Crowdspring – buyer-side market with average results

Recently, I needed a logo, business card and letterhead designed for a new project I’m working on and decided to use Crowdspring (http://www.crowdspring.com).  Crowdspring is a design competition site that is largely aligned with buyer interests.  On Crowdspring, you specify your design requirements for the appropriate medium (print, web, packaging) along with a price.  Your request goes out to designers who then work on your project for you.

Through constructive feedback garnered through the communication channels provided by Crowdspring, designers “improve” their design as you critique.  You quickly weed out the poor designs from the ones worth pursuing further until you have your perfect design.

Crowdspring guarantees a number of responses or they provide a refund.  What they don’t tell you is that a designer may throw out 5 mediocre designs for you to consider and each qualifies as an individual response.  Therein lies the “rub” so-to-speak.  Depending on your bid price, you’re bound to get a varying caliber of designers – and rightfully so.  A hotshot designer is competing with at least a dozen to 2 dozen other designers (known as “creatives”) doesn’t want to waste time on several projects only to find out that he’s lost on all but 1 of the projects.

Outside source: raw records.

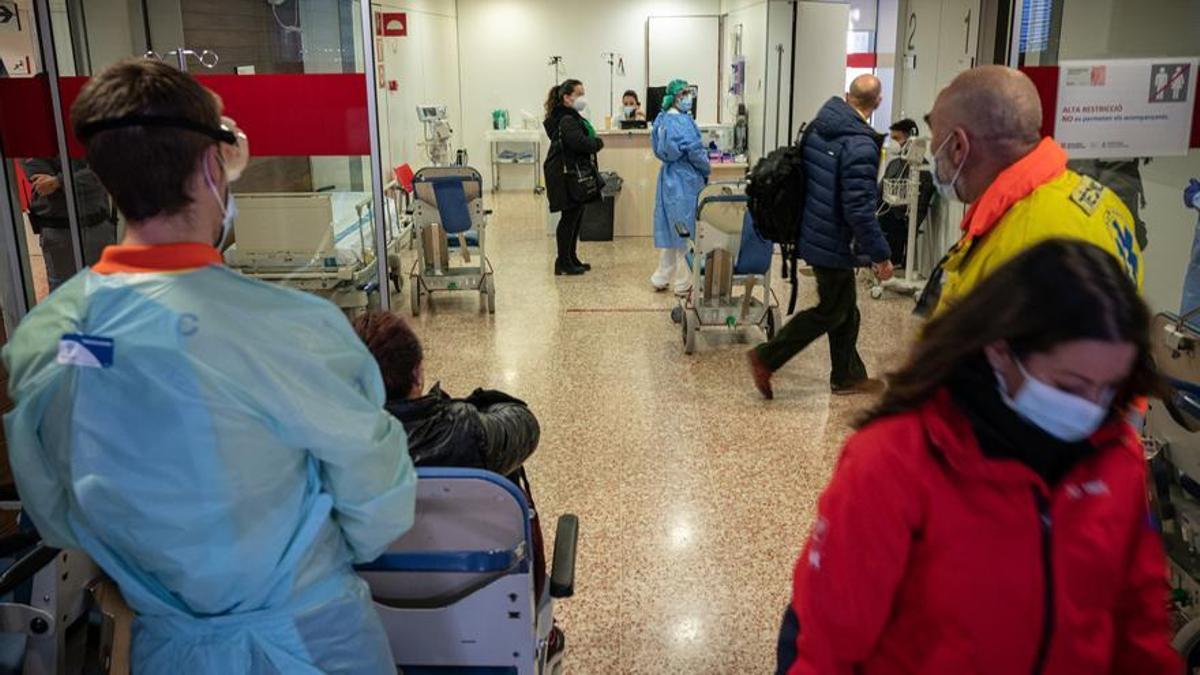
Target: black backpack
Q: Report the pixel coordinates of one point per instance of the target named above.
(777, 187)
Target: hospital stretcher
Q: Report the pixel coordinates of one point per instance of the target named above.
(59, 614)
(322, 243)
(449, 232)
(725, 255)
(456, 592)
(1173, 449)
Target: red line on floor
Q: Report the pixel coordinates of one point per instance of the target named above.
(617, 310)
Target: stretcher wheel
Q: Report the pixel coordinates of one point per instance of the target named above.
(772, 323)
(689, 334)
(487, 294)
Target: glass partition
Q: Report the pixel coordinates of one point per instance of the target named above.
(294, 77)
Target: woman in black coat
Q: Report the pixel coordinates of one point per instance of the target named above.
(573, 150)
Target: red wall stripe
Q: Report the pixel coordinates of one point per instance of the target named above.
(1045, 78)
(862, 60)
(282, 114)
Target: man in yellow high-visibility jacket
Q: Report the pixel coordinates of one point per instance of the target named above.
(988, 150)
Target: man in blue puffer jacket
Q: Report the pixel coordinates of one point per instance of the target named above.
(841, 160)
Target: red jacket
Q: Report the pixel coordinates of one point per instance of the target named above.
(929, 559)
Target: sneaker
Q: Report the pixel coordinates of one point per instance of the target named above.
(868, 386)
(761, 375)
(568, 269)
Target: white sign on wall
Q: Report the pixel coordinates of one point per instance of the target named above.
(1126, 107)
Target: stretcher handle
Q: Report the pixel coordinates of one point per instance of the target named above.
(25, 568)
(562, 577)
(469, 562)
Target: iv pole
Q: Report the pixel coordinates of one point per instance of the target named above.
(613, 59)
(557, 61)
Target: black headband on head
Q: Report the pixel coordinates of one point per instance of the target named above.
(220, 135)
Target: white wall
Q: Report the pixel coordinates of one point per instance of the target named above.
(820, 58)
(687, 48)
(887, 36)
(751, 17)
(1115, 29)
(504, 47)
(111, 31)
(777, 132)
(425, 69)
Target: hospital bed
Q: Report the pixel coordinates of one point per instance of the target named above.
(1173, 449)
(726, 255)
(450, 233)
(456, 592)
(59, 614)
(322, 243)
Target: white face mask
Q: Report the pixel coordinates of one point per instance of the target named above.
(948, 190)
(1063, 416)
(228, 208)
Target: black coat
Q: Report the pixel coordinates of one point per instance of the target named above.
(486, 430)
(841, 161)
(570, 148)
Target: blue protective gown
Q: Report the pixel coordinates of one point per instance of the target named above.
(685, 168)
(226, 469)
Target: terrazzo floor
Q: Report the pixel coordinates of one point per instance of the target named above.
(694, 494)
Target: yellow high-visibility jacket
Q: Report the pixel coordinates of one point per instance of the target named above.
(1035, 199)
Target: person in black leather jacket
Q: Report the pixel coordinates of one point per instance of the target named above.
(489, 429)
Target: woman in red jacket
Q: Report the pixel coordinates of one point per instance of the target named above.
(989, 517)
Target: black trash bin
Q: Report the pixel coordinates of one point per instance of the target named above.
(598, 215)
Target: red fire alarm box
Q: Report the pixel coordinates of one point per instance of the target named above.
(395, 24)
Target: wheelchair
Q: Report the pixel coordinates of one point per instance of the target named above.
(456, 593)
(726, 254)
(1171, 438)
(449, 221)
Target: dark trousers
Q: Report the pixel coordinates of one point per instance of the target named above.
(837, 315)
(568, 233)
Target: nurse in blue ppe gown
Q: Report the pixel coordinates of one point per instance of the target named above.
(217, 444)
(684, 173)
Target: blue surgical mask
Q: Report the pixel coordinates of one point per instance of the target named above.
(949, 190)
(1063, 416)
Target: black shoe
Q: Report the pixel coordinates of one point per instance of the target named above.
(569, 269)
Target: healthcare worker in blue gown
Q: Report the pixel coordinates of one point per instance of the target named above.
(217, 444)
(684, 173)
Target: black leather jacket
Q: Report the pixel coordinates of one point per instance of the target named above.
(570, 148)
(486, 430)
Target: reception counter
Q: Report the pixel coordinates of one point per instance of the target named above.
(628, 153)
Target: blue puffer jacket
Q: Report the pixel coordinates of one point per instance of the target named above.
(841, 160)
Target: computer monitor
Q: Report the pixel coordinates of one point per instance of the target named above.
(431, 113)
(654, 101)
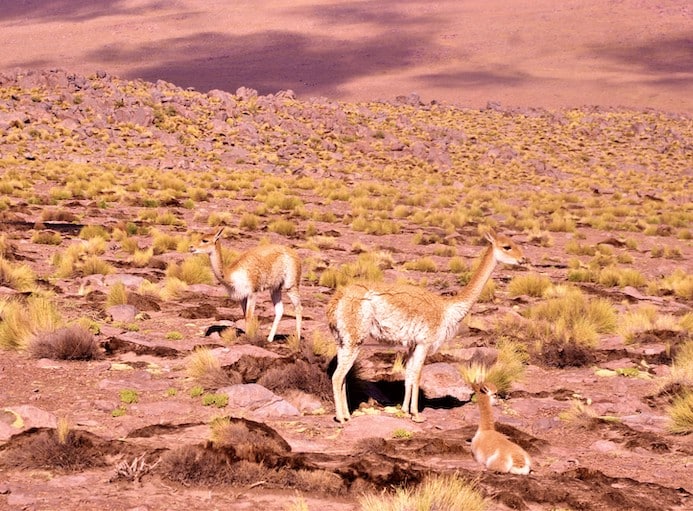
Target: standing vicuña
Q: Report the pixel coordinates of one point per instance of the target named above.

With my project, I found 80% of the submitted designs to be extremely poor – the other 20% were worth pursuing further.  Considering that Crowdspring takes your payment upfront and charges a 15% “commission” as well, you really have no choice to pursue alternative design channels.  For logo designs, the guarantee was 25 responses which at the outset looks like a fair deal but quickly turns otherwise considering multiple submissions from single creatives.  Pair this with rough prototypes for the initial versions and you get to 25 pretty quick.

Ultimately, I found a design that was professional through an seemingly out-of-left-field designer who submitted at the very last minute making the experience a “close call” and while I’m happy that I got my money’s worth, I’m weary to go through the process again.

Instead, I’d consider 99designs.com, another “design competition” site that has lower rates, higher response guarantees, and a larger base of creatives.